/auto-data-linkage

Low effort linking and easy de-duplication. Databricks ARC provides a simple, automated, lakehouse integrated entity resolution solution for intra and inter data linking.

Primary LanguagePythonOtherNOASSERTION

ARC has not been under development since early 2022. It is highly recommended you do not use this tool, and is left here purely as a resource for those wishing to explore automatic linking with Splink. It is recommended that you instead use Splink directly.

Databricks ARC

Welcome to the Databricks ARC Github page.

Installation

The package can be installed with pip:

%pip install databricks-arc

Databricks Runtime Requirements

ARC requires DBR 12.2 LTS ML

Project Description

Databricks ARC (Automated Record Connector) is a solution accelerator by Databricks that performs highly scalable probabilistic data de-duplication and linking without the requirement for any labelled data or subject matter expertise in entity resolution.

De-duplication and linking are 2 sides of the same coin; de-duplication will find records within a dataset which represent the same entity, whilst linking will find records across 2 datasets which represent the same entity. De-deduplication is key requirement for implementing a Master Data Management strategy; for example, to provide a Single Customer View by consolidating different data silos. Linking is also a key part, by bringing together different fragments of information to build a holistic representation of an entity.

To illustrate with an example, this table requires de-duplicating

First Name Surname Address Line 1 Address Line 2 Address Line 3 Post Code DoB
Jo Blogs 123 Fake Street Real Town Real County

ARC's linking engine is the UK Ministry of Justice's open-sourced entity resolution package, Splink. It builds on the technology of Splink by removing the need to manually provide parameters to calibrate an unsupervised de-duplication task, which require both a deep understanding of entity resolution and good knowledge of the dataset itself. The way in which ARC achieves this is detailed in the table below:

Parameter Splink ARC
Prior match probability User to provide SQL-like statements for “deterministic rules” and a recall score for Splink to estimate the prior probability that two records match. Automatically set prior probability to $$\frac{1}{N}$$.
Training rules User to provide SQL-like statements for a series of rules which trains the m probability values for each column. Automatically generate training rule statements such that each column is trained.
Comparisons User to provide distance functions and thresholds for each column to compare. Automatically optimise multi-level parameter space for functions and thresholds.
Blocking rules User to provide SQL-like statements to determine the possible comparison space and reduce the number of pairs to compare. User to provide a parameter for the maximum number of pairs they’re willing to compare; Arc identifies all possible blocking rules within that boundary and optimises for the best one.

Parameter Optimisation

Arc uses Hyperopt (http://hyperopt.github.io/hyperopt/) to perform a Bayesian search to find the optimal settings, where optimality is defined as minimising the entropy of the data after clustering and standardising cluster record values. The intuition here is that as we are linking different representations of the same entity together (e.g. Facebook == Fakebook), then standardising data values within a cluster will reduce the total number of data values in the dataset.
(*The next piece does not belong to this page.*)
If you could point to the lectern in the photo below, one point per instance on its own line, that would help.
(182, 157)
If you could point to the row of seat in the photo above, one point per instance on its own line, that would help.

To achieve this, Arc optimises for a custom information gain metric which it calculates based on the clusters of duplicates that Splink predicts. Intuitively, it is based on the reduction in entropy when the data is split into its clusters. The higher the reduction in entropy in the predicted clusters of duplicates predicted, the better the model is doing. Mathematically, we define the metric as follows:

Let the number of clusters in the matched subset of the data be c.

Let the maximum number of unique values in any column in the original dataset be u.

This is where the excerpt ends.